Exclusive interview: BenevolentAI on the future of AI

In what BenevolentAI considers a move that deepens its drug discovery and development expertise on its board, Dr John Orloff has been appointed as a Non-Executive Director. Dr Orloff joins the BenevolentAI board as it advances plans to scale its AI platform, partnerships and drug portfolio. DDW’s Megan Thomas speaks with Dr Orloff about his career and the future of AI in the industry. 

MT: What is your background in drug discovery and AI?  

JO: My background expands across research, drug discovery, clinical development, regulatory affairs and health economics. My most recent operational role was as EVP and Global Head of R&D at Alexion, and I previously held executive R&D roles at Baxalta, Novelion, Merck Serono and Novartis. 

In recent years, I’ve seen new technological advances dramatically change the way the industry approaches drug discovery research. It’s inspiring – and exciting – to think about how this new category of companies are building tools and technologies that can help deliver medicines to patients faster, more accurately and at scale. It’s essential to bring scientists and business leaders with extensive drug discovery experience to the table to help shape this future of drug discovery, which is where I fit in. 

MT: Can you provide an overview of what BenevolentAI does, and what your role will be at the company? 

JO: BenevolentAI is a leader in the field of AI-enabled drug discovery. Benevolent builds “tech in the service of science”, which means developing computational tools for scientists, with scientists. Benevolent integrates AI across the R&D cycle – from target identification to patient stratification and chemistry – to enable scientists to discover the best therapeutic intervention. Its approach allows scientists to make higher confidence decisions – a critical step in helping to eliminate the well-published and costly mistakes that have traditionally plagued pharma R&D downstream. The company has developed an impressive AI-derived in-house pipeline, and my role as Non-Executive Director will be to serve as a sounding board as Benevolent deepens its R&D capabilities and advances these programmes into the clinic. 

MT: BenevolentAI has demonstrated in silico, in vitro and clinical validation of its technology. How does this approach differ from the drug discovery and development industry as it currently functions?  

JO: Researchers have traditionally viewed data in silos, and even within AI-applied drug discovery efforts, companies are still focused on integrating disease-specific data sets, which is too simple to truly represent the complexity of disease biology. BenevolentAI is different – it integrates all available data from a range of modalities and therapeutic areas to give scientists a holistic view of all the information that’s available. With this data-engine in place, the Benevolent Platform starts with the most critical stage in the process: finding the right target. The Platform then enables scientists to refine hypotheses, validate targets and synthesize and test molecules. Ultimately, this approach enables high-confidence drug candidates – optimized by target, mechanisms of action, and patient subtypes – to progress through to the clinic. 

MT: What excites you most about what BenevolentAI is currently achieving, and where do you think it has room to grow? 

JO: What’s really interesting about BenevolentAI’s approach is the idea of being able to be ‘right more often’ and remove some of the empiricism that is intrinsic to traditional approaches to drug discovery. When you look at Benevolent’s approach to data, and combine that with its target-ID and precision medicine capabilities, you can see how scientists are really able to define and refine the right hypothesis from the outset. This hypothesis underpins the success of the entire drug discovery process, so it’s a radically stronger approach to traditional drug discovery. Benevolent has an advanced clinical pipeline, with candidates in pre-clinical and clinical development, and it also has a number of Early Discovery Programmes. It’s really exciting to think about how the increasing sophistication of Benevolent’s tech will impact the development and rapid progression of these 20+ early drug programmes.  And down the line, many of the targets already identified can be leveraged as platforms to branch out to new disease areas that can exponentially expand the impact of this technology. 

MT: Has the pandemic changed the need for AI in drug discovery and development? To what extent did AI play a part in the development of vaccines and therapeutics for the virus?  

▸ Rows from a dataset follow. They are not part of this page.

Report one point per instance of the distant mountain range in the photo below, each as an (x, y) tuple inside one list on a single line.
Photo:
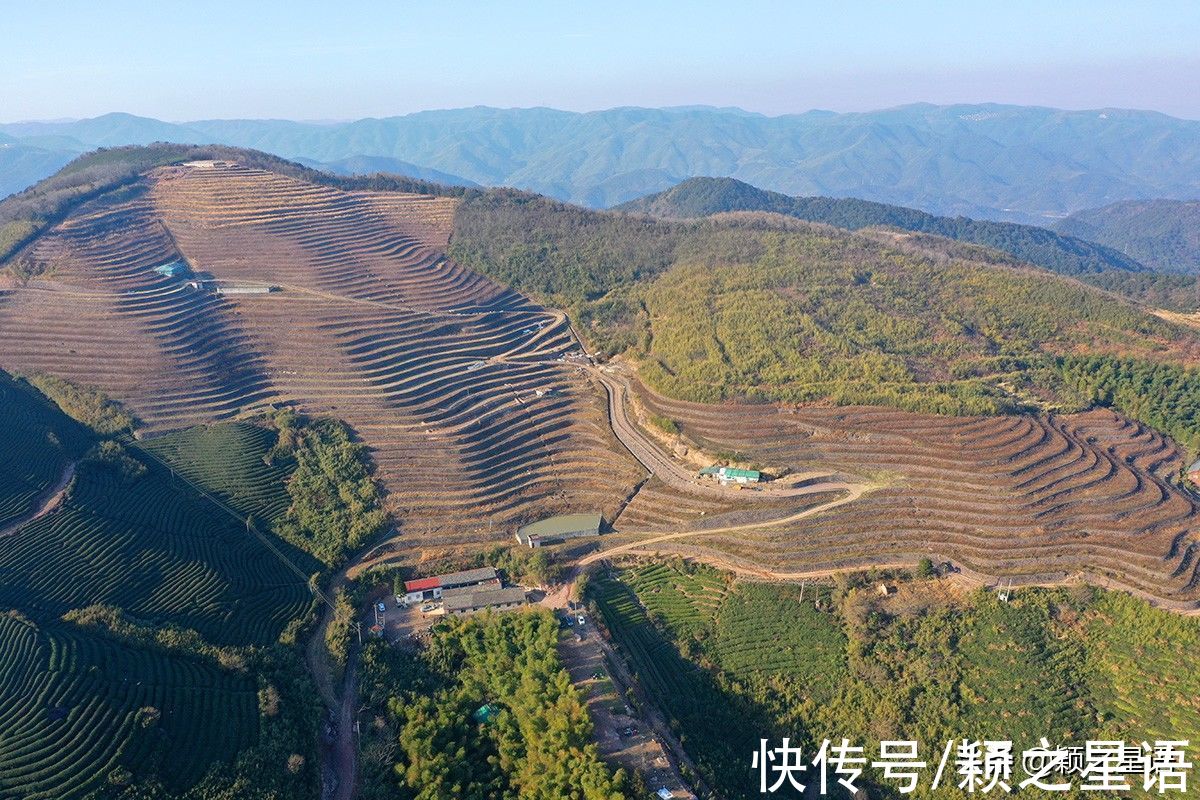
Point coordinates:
[(701, 197), (999, 162), (1162, 234)]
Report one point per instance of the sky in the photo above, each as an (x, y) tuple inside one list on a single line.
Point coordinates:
[(343, 60)]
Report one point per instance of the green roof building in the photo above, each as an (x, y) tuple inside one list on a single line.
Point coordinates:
[(555, 529), (173, 270), (732, 474)]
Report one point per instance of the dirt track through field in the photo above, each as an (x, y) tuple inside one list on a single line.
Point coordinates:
[(49, 500)]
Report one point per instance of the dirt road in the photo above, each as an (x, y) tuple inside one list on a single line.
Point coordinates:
[(853, 491), (683, 476), (46, 503)]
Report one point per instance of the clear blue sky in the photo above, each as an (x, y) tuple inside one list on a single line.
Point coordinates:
[(349, 59)]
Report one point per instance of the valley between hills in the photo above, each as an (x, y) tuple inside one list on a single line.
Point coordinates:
[(480, 410), (471, 361)]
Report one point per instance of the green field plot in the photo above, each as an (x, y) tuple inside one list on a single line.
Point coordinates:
[(1069, 666), (153, 547), (1141, 669), (683, 599), (718, 727), (766, 632), (229, 461), (78, 709), (37, 443)]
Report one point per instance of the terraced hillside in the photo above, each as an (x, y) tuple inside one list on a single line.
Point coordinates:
[(137, 621), (1035, 498), (459, 385), (479, 414), (73, 713), (40, 446), (924, 663)]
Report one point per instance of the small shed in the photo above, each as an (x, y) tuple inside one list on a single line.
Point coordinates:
[(555, 529), (485, 714), (726, 475), (173, 270), (468, 600), (431, 588), (1193, 473)]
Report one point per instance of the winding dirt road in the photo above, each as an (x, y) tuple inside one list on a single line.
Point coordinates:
[(46, 503)]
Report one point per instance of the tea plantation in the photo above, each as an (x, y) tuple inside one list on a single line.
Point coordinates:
[(37, 443), (161, 693), (732, 661)]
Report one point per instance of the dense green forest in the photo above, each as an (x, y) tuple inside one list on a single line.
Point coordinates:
[(1167, 290), (336, 505), (1162, 234), (701, 197), (825, 662), (745, 308), (427, 743)]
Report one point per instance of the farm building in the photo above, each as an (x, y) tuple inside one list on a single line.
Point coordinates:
[(485, 714), (732, 475), (173, 270), (1194, 474), (467, 600), (432, 588), (555, 529)]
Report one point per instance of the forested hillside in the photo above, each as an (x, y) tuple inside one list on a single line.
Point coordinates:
[(928, 662), (985, 161), (741, 307), (431, 741), (147, 638), (701, 197), (1161, 234)]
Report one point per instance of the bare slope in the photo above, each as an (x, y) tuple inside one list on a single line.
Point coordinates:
[(453, 380), (478, 419)]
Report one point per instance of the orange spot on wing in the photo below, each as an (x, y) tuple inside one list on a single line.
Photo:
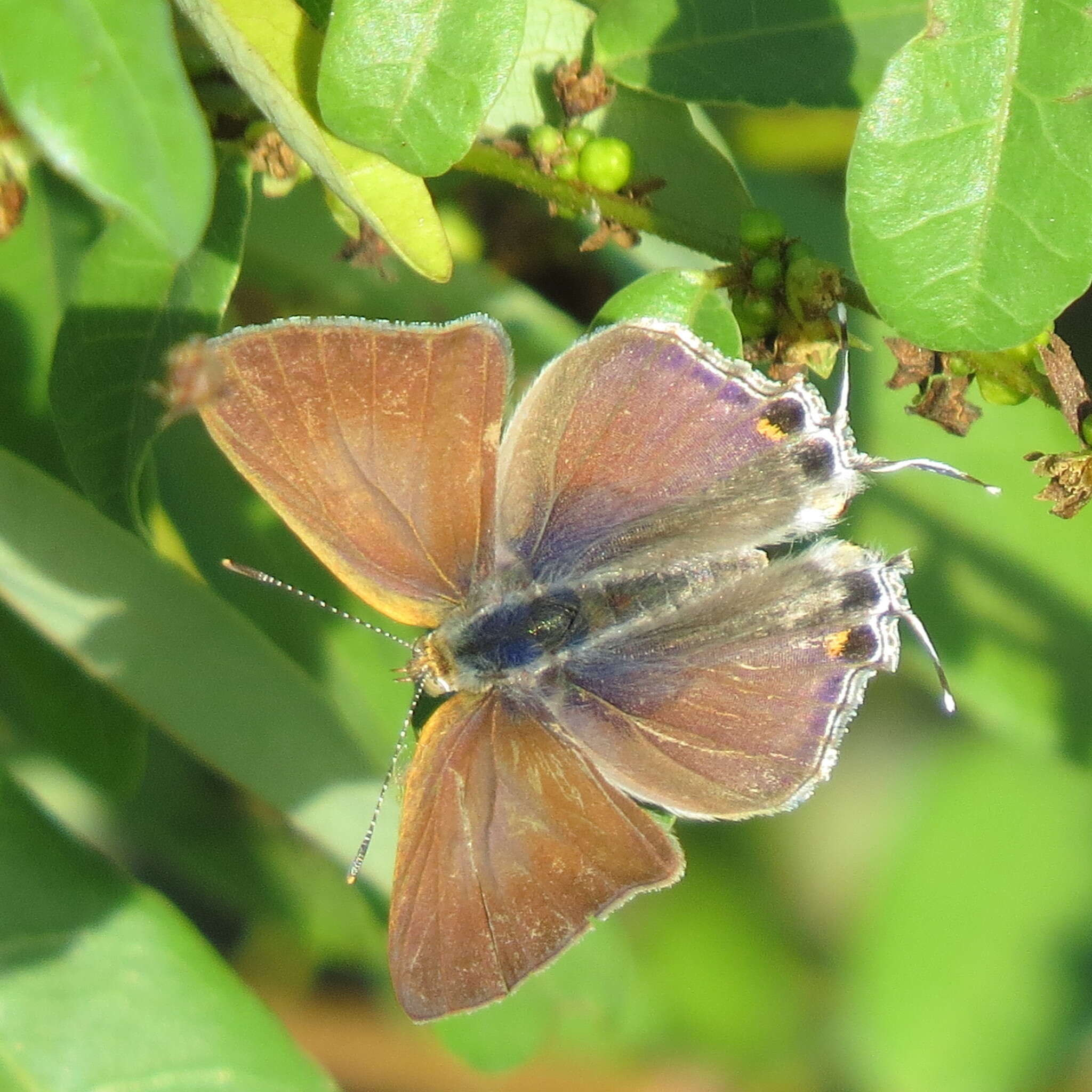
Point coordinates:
[(770, 430)]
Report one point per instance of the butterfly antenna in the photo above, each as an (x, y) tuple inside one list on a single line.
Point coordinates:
[(264, 578), (871, 463), (890, 465), (901, 566), (842, 411), (354, 870)]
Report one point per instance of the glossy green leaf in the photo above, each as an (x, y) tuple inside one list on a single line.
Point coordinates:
[(674, 142), (554, 32), (100, 86), (957, 976), (685, 296), (970, 186), (771, 54), (177, 653), (272, 52), (416, 85), (106, 985), (131, 305)]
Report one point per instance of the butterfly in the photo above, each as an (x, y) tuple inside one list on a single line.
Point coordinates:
[(600, 600)]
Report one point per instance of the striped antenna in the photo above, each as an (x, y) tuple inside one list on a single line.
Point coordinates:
[(264, 578), (354, 870)]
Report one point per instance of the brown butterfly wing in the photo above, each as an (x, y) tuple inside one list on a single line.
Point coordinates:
[(641, 431), (510, 842), (735, 704), (376, 444)]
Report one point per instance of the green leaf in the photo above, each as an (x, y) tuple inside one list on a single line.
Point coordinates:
[(100, 86), (676, 143), (177, 653), (554, 32), (109, 986), (132, 304), (1002, 583), (970, 186), (416, 86), (707, 932), (770, 54), (303, 280), (616, 1011), (51, 704), (957, 979), (38, 263), (685, 296), (272, 52)]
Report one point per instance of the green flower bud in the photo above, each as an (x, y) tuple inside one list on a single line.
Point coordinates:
[(577, 137), (545, 141), (756, 315), (760, 230), (999, 394), (766, 274)]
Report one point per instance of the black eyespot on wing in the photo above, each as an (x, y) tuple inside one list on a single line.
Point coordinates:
[(860, 592), (862, 645), (786, 415), (816, 459)]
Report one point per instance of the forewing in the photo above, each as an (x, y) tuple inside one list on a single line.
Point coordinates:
[(376, 444), (643, 438), (511, 842), (734, 704)]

JO: The pandemic has certainly brought the challenges of developing effective therapeutics into sharp focus. Almost two years in, as vaccines are being rolled out across the world, the search for safe and effective treatments continues. Yet, physicians do have some effective candidates in their armamentarium. One such drug is baricitinib – first discovered as a treatment by BenevolentAI using its computational tools and AI-enhanced knowledge graph.  This technology identified baricitinib as having anti-cytokine and anti-viral properties. Baricitinib is now approved for emergency use in the US, Japan, and India after being validated in global clinical trials, where it was shown to reduce deaths by 38%. This discovery, which was conducted over a single weekend, demonstrates that AI will play a significant role in the pandemic response, be it in accelerating the search for new treatments, or in pinpointing, with greater accuracy, the treatments that could be most effective in preventing mortality.  More broadly, AI will help to accelerate, with greater accuracy, the discovery of new treatments for a wide range of devastating and life-threatening diseases, for which there remains significant unmet need.  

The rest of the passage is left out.